なぜ日本の公的な立場を持つ人達は原稿書きを用意しないのか

猪瀬都知事の英語のTweetが話題だ。英文としてなってないという指摘からそんな事言う方が恥ずかしいという指摘につながっている。

先日もLGBTの件でツイッターを騒がせた猪瀬さんだが、今度はツイートする英語がヒドいということで、日向某とかいう猫にディスられている。確かに世界有数の巨大都市の市長なのだから、誰か英語が堪能なヤツ―それこそ、この日向キャットとか―に任せればいいのにとも思う。が、とにかく気の毒である。

猪瀬さんの英語を恥ずかしがる人が恥ずかしい件 - quipped

僕は正直なところ、このことを「気の毒」とは思えない。任せればいいのにという部分にはむしろ同意したいが。

政治家がよく失言をする。選挙演説で愚にもつかない事をいったりもする。国会答弁でわかってたら絶対言わないようなことを平気で口に出す。日本の政治家やお偉いさんは「自分の言葉」とか「等身大の言葉」みたいなのが好きなようだ。これは多分日本的美徳と見做されているのであろう。日本的プレゼンテーションの極意は、「正直」であることだ。

でも、そのことは本当に効果的なのだろうか。理論についてのブレーンを集め、必要に応じて小説家やコピーライターばりの才能のある原稿書きに本文を書かせ、演出家に効果的な話し方を叩きこんでもらう。そこまでやるのは大げさかもしれないけど、もう少し「演出」ということを考えても良いんじゃないかと思う。

猪瀬都知事がアピールしたいのは自身の英語力ではないと思う。仮に自身の英語力をアピールしたくて英語のtweetをした結果として大した英語力じゃないなと批判されているのであればそりゃ自業自得というものだ。ただ、好意的に考えるととにかく世界に東京がオリンピック開催地にふさわしいことを伝えたい、という意志と解釈してあげるべき。であるならば、英語力には目を瞑ろう。でも、そこでアピール力のある言葉をきちんと使ってtweetしようと考えるべきなのが立場というものだと思う。
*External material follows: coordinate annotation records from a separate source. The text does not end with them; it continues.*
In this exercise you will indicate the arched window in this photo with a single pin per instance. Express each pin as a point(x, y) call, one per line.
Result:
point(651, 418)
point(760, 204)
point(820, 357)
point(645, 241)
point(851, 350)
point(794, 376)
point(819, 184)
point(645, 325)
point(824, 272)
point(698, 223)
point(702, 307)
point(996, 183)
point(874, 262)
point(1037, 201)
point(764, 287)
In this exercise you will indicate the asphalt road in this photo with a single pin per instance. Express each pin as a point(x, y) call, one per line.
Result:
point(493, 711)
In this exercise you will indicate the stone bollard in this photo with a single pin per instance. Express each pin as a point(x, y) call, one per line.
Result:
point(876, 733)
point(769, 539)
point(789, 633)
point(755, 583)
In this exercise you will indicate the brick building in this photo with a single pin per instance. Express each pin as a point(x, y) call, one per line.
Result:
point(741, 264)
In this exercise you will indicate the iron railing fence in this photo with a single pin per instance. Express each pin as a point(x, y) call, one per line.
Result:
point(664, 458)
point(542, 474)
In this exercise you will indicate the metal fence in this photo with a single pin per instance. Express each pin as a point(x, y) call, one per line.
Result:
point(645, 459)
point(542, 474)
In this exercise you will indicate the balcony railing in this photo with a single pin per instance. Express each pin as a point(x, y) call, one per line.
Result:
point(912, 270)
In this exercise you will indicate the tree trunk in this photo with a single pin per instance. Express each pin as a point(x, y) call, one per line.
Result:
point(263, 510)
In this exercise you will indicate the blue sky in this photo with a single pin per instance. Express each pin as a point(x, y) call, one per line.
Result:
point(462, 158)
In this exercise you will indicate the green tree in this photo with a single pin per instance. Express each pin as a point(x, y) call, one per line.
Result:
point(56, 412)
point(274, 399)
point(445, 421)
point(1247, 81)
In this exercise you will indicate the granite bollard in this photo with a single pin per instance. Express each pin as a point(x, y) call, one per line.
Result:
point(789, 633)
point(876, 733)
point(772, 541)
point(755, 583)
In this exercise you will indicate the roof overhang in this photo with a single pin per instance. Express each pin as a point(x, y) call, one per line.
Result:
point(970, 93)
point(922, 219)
自分でできるからいいよ、というのもありだとは思うけれども、世界の人が評価するのは「猪瀬都知事」ではなく、「東京という街とその政治力」なのであるから、日本的な(英語力は大したことがなくてもとにかく自分で発信する的)等身大アピールは全く意味が無いと思うわけだ。

日本がグローバル社会において遅れを取っているのは、英語力以前に「何をだれに伝えたいのか」を考えて、最も効果的な方法を探る、という前段の作業が欠けているからなのではないか。